MDM2-Independent Regulation of p53 Function
Because tight regulation of p53 is so crucial for maintaining normal cell growth, cells are unlikely to rely solely on MDM2. At least in mouse cells, Pirh2 appears to also participate in an autoregulatory feedback loop that antagonizes p53 function, analogous to MDM2. Pirh2, a gene regulated by p53, encodes a RING-H2 domain-containing protein with intrinsic ubiquitin-protein ligase activity. Pirh2 physically interacts with p53, promotes ubiquitination of p53 independently of MDM2, and represses p53-dependent transactivation and growth inhibition (108).
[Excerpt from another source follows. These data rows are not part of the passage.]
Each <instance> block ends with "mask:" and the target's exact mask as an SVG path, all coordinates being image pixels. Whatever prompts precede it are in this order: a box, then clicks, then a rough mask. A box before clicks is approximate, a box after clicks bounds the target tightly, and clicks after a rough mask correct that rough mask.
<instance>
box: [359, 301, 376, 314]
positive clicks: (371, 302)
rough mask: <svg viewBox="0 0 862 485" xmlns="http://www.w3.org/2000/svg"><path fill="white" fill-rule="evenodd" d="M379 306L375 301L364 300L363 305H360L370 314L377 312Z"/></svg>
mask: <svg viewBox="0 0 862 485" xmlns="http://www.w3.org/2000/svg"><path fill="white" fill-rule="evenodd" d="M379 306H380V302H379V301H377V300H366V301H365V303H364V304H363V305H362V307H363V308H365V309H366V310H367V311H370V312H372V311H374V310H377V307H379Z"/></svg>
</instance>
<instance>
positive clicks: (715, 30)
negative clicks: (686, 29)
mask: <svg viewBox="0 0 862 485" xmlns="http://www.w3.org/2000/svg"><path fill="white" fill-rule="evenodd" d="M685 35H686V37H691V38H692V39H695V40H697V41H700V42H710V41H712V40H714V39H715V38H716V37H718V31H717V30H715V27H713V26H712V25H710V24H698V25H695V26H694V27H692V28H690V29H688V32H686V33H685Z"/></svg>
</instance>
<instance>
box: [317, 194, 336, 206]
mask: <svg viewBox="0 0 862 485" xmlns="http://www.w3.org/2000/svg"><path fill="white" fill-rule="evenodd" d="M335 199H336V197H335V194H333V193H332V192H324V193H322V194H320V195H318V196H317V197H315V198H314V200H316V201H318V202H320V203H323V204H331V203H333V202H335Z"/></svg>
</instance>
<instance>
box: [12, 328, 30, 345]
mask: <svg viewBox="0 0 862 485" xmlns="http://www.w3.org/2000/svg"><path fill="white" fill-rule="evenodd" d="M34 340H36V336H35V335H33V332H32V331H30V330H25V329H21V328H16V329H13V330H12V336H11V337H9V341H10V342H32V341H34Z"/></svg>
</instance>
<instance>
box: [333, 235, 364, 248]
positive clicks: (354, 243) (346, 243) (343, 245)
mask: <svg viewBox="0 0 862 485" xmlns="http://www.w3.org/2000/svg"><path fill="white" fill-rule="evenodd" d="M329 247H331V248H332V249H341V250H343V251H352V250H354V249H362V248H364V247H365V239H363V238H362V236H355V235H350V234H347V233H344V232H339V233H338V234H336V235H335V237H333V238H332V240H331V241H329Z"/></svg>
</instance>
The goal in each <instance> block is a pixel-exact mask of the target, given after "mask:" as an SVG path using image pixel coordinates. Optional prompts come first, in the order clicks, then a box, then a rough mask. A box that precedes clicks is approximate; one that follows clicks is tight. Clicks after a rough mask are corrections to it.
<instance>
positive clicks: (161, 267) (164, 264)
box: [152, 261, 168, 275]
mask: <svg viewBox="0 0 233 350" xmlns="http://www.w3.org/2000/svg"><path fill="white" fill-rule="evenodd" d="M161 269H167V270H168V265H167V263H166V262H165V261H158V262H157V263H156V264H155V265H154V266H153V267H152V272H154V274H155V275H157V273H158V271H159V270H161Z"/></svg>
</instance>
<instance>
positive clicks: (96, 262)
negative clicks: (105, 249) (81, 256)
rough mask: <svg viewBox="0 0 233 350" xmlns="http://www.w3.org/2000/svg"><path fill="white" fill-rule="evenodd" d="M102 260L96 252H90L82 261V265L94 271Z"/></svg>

On the other hand, HAUSP is a direct antagonist of MDM2 activity and acts by specifically deubiquitinating p53 after stimulation by DNA damage (109). HAUSP can protect p53 from MDM2-mediated degradation. Whether HAUSP acts as a tumor suppressor gene and is inactivated in tumors remains to be studied.
The crystal structure of the p53-MDM2 complex can be found at (http://www.rcsb.org/pdb/cgi/explore.cgi?pid=138061037348961&pdbId=1YCR).
Due to space limitations, many notable papers by our esteemed colleagues could not be mentioned here, which we deeply regret.